Dit zijn we nagegaan aan de hand van een experimentele studie bij 522 leerkrachten-in-opleiding, met de medewerking van 15 hogescholen verspreid over Vlaanderen en Brussel. Zowel studenten uit de opleiding Lager als Secundair Onderwijs namen deel. In deze studie kregen leerkrachten een korte beschrijving te lezen over een hypothetische leerling waar ze mogelijks les aan zouden geven. Bij de helft van de groep werd deze leerling als ‘hoogbegaafd’ omschrijven, bij de andere helft als ‘gemiddeld begaafd’. De rest van de beschrijving was identiek. Vervolgens werden ze gevraagd om een aantal vragenlijsten in de vullen over deze leerling. We bevroegen hoe ze de persoonlijkheid, sociale vaardigheden, en mogelijk angstig gedrag van deze leerling zouden omschrijven. Daarnaast polsten we ook naar hoe ze hun relatie met deze leerling zouden inschatten (warmte/nabijheid, conflict, hoeveel energie de leerling zou vragen, hoe leuk ze de leerling zouden vinden). Nadien werden de twee groepen (hoogbegaafd versus gemiddeld begaafd) vergeleken.
Verwachtingen Vlaamse leerkrachten-in-opleiding
De leerkrachten-in-opleiding beschouwden hoogbegaafde leerlingen als meer open en meer gewetensvol. Onderzoek toont inderdaad aan dat hoogbegaafde leerlingen meer openstaan voor nieuwe ervaringen1. Leerkrachten zagen hoogbegaafde leerlingen ook als minder extravert, minder aangenaam en minder emotioneel stabiel. Studies tonen echter aan dat dit meestal niet overeenkomt met de werkelijkheid, zo vinden ze bijvoorbeeld terug dat hoogbegaafde en gemiddeld begaafde leerlingen gelijkaardige niveaus van extraversie hebben en dat hoogbegaafde leerlingen meer emotioneel stabiel zijn2.
De deelnemende leerkrachten-in-opleiding beschouwden hoogbegaafde leerlingen ook als minder sociaal competent. Dit is in tegenspraak met eerdere onderzoek naar de sociale vaardigheden van hoogbegaafde leerlingen3. Leerkrachten zagen hoogbegaafde leerlingen ook als meer angstig. Ook dit komt niet overeen met internationaal onderzoek dat toont dat hoogbegaafde leerlingen in het algemeen lager scoren op angst en depressieve gevoelens4.

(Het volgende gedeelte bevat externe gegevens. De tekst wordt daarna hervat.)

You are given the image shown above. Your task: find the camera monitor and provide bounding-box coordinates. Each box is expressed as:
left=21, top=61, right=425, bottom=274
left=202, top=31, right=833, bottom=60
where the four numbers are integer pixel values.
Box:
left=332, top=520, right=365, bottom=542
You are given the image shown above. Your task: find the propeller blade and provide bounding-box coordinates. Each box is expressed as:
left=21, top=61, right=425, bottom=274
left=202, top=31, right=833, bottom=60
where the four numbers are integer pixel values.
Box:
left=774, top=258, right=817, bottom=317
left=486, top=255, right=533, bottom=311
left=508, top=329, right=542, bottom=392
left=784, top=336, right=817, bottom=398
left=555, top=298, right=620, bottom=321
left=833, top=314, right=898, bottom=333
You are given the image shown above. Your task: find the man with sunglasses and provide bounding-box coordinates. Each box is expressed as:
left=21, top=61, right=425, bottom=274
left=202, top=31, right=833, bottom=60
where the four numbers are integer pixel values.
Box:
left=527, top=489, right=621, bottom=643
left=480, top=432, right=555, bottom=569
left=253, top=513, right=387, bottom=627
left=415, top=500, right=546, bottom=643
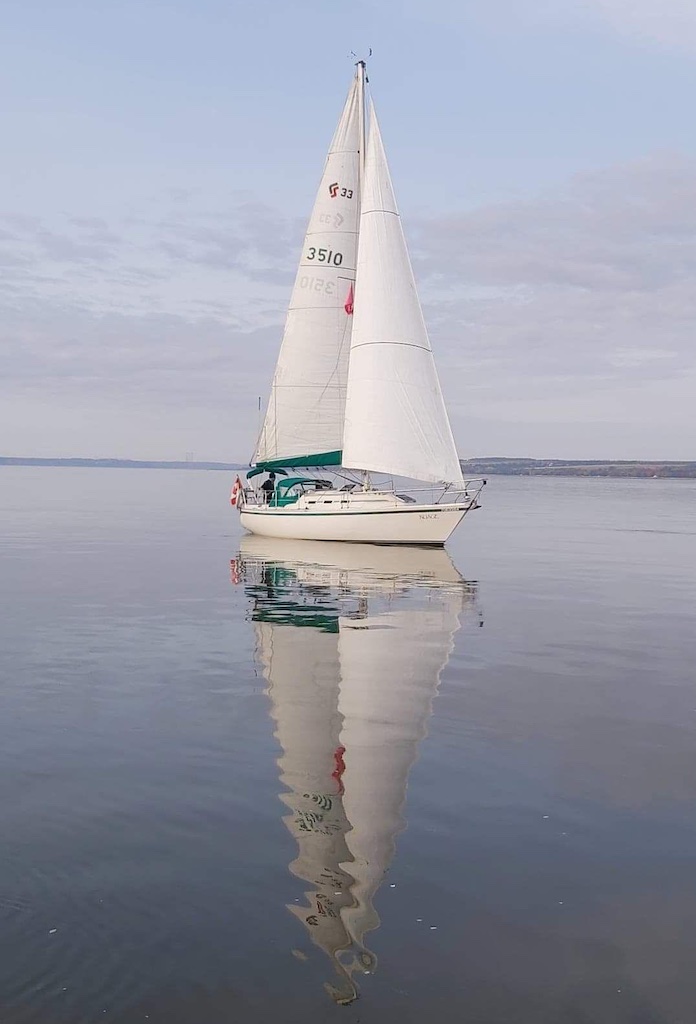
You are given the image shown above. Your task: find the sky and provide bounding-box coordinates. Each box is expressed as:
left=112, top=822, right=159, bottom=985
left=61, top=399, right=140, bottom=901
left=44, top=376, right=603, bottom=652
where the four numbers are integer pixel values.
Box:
left=0, top=0, right=696, bottom=462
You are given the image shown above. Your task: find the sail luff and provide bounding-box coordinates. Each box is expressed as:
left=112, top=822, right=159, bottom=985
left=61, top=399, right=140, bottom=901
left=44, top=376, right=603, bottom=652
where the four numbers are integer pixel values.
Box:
left=253, top=75, right=361, bottom=466
left=343, top=104, right=463, bottom=484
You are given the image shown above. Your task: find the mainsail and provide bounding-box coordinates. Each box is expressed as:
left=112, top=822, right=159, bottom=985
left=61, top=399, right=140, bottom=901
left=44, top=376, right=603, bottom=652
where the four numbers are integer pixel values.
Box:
left=254, top=68, right=363, bottom=468
left=343, top=108, right=464, bottom=484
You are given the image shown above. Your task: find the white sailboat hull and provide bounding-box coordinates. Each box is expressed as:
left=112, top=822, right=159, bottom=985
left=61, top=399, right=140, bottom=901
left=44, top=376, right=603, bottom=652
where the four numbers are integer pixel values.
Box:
left=240, top=503, right=475, bottom=547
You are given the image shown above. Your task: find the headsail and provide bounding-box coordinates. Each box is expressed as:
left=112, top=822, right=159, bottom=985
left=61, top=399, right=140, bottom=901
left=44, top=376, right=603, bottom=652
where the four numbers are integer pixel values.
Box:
left=343, top=108, right=463, bottom=484
left=254, top=69, right=363, bottom=468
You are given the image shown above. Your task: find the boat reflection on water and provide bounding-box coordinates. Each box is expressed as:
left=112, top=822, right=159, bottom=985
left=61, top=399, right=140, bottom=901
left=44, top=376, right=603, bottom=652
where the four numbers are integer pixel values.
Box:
left=231, top=537, right=482, bottom=1004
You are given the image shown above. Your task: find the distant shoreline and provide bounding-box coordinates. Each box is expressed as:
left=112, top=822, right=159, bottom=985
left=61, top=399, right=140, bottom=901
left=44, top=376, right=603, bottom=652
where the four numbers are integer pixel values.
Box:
left=0, top=456, right=696, bottom=479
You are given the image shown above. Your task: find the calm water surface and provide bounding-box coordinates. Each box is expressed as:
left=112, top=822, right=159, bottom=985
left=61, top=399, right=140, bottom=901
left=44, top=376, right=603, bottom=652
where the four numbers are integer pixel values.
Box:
left=0, top=468, right=696, bottom=1024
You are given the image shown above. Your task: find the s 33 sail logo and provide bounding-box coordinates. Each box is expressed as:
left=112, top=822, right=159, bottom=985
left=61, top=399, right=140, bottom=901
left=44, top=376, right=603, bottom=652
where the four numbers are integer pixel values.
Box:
left=329, top=181, right=353, bottom=199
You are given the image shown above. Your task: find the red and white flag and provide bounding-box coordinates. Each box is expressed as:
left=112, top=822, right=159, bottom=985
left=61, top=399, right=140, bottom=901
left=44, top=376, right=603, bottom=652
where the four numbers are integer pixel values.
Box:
left=229, top=476, right=244, bottom=505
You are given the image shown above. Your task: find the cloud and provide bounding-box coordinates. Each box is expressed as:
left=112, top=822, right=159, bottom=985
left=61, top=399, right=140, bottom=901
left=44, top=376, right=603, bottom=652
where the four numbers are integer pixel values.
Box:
left=416, top=158, right=696, bottom=394
left=0, top=156, right=696, bottom=458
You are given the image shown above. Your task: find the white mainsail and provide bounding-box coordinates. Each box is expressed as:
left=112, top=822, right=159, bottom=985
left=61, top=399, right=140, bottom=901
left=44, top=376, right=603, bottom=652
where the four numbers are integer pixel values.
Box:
left=254, top=69, right=363, bottom=465
left=343, top=106, right=464, bottom=484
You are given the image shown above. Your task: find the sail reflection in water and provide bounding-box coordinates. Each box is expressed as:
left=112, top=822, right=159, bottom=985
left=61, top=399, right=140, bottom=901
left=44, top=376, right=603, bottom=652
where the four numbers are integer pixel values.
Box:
left=232, top=537, right=481, bottom=1002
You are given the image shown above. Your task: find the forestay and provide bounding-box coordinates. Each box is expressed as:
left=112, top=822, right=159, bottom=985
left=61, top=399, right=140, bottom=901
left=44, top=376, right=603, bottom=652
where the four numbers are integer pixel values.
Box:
left=343, top=108, right=463, bottom=484
left=254, top=75, right=363, bottom=465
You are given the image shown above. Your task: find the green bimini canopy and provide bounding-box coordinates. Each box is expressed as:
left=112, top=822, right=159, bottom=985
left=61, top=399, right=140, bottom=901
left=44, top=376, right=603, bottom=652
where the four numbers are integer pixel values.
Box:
left=253, top=449, right=343, bottom=477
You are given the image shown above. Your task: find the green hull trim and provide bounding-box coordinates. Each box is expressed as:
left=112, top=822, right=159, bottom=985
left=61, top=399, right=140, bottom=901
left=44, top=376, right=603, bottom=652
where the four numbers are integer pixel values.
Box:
left=256, top=450, right=343, bottom=473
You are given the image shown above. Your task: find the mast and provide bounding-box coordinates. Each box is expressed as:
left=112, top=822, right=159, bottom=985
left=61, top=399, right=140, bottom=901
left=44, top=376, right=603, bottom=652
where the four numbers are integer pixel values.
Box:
left=355, top=60, right=367, bottom=196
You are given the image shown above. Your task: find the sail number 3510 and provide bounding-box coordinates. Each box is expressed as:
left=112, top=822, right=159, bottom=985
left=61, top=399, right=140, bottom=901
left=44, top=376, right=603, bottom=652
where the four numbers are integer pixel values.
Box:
left=307, top=246, right=343, bottom=266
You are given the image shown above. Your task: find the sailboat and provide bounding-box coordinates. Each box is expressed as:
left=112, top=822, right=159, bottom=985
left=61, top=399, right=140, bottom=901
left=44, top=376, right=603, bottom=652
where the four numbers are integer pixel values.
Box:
left=231, top=60, right=485, bottom=547
left=233, top=537, right=481, bottom=1005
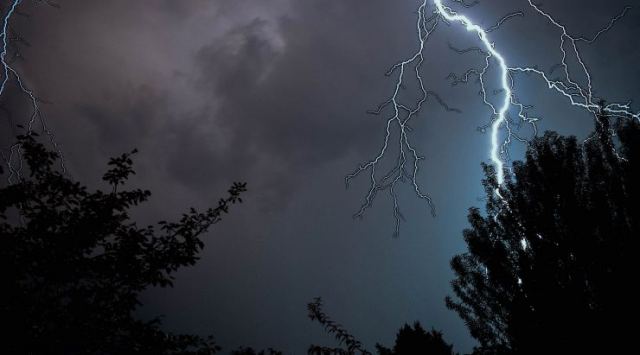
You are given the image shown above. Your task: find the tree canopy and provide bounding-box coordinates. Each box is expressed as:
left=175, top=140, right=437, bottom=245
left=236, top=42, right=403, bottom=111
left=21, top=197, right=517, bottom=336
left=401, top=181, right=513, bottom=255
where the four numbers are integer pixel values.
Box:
left=447, top=117, right=640, bottom=354
left=0, top=134, right=246, bottom=354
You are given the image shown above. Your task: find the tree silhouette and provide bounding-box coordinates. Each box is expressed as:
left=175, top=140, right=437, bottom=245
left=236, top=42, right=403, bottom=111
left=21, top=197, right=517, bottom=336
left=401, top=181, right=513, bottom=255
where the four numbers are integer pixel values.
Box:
left=376, top=322, right=453, bottom=355
left=447, top=117, right=640, bottom=354
left=307, top=297, right=371, bottom=355
left=0, top=135, right=246, bottom=354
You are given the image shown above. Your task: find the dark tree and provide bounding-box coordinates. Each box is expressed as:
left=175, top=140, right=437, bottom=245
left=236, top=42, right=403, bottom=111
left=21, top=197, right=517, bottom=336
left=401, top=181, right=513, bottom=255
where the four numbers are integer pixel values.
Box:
left=307, top=297, right=371, bottom=355
left=0, top=135, right=246, bottom=354
left=447, top=117, right=640, bottom=354
left=376, top=322, right=453, bottom=355
left=231, top=348, right=282, bottom=355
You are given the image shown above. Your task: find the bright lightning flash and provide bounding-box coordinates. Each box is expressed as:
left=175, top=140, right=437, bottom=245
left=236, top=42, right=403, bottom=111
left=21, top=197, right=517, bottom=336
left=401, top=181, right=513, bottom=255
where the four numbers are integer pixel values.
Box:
left=0, top=0, right=65, bottom=183
left=346, top=0, right=640, bottom=236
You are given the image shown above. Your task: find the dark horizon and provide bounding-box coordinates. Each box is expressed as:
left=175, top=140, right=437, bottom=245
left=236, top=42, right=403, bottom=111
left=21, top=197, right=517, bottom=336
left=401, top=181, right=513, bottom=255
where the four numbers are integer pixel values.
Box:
left=0, top=0, right=640, bottom=354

Wanneer gevraagd naar hun mogelijke band met hoogbegaafde en gemiddelde begaafde leerlingen, verwachten leerkrachten-in-opleiding geen verschillen op vlak van warmte of nabijheid. Ze beschouwden hoogbegaafde leerlingen ook als even leuk als gemiddeld begaafde leerlingen. Echter, ze verwachten wel meer conflict met hoogbegaafde leerlingen en dat deze leerlingen meer energie zouden vragen. Wederom komen deze percepties niet noodzakelijk overeen met echte klassituaties. Studies tonen namelijk aan dat hoogbegaafde en gemiddeld begaafde leerlingen gelijkaardige niveaus van nabijheid en lagere niveaus van conflict hebben met hun leerkrachten5. Een belangrijk verschil tussen onze studie over percepties en eerdere studies over reële klassituaties is dat in onze studie expliciet het label ‘hoogbegaafd’ werd gebruikt. In de eerdere studies over het functioneren van deze leerlingen was dit niet steeds het geval.
En nu?
De negatieve percepties van leerkrachten-in-opleiding komen vaak niet overeen met de werkelijkheid. In eerdere studies werd teruggevonden dat hoogbegaafde en gemiddeld begaafde leerlingen zeer gelijkaardig zijn in termen van sociale en emotionele factoren, welbevinden of kans op mentale aandoeningen6. Gezien het grote belang van interacties tussen leerkrachten en leerlingen voor de ontwikkeling van kinderen, is het belangrijk dat leerkrachten zich bewust worden van mogelijke stereotypes die ze zouden kunnen hebben aangaande hoogbegaafdheid.
Onze studie toont het gevaar aan van het gebruik van labels en van de percepties die ze kunnen oproepen. Het is belangrijk dat er meer bewustzijn gecreëerd wordt bij leerkrachten omtrent deze stereotypes waar ze mogelijks onderhevig aan zijn. Alleen dan kunnen ze hier bewuster mee omspringen en kunnen hun interacties met hoogbegaafde leerlingen hopelijk optimaler worden. Momenteel werken we aan een interventie die leerkrachten hierbij kan ondersteunen.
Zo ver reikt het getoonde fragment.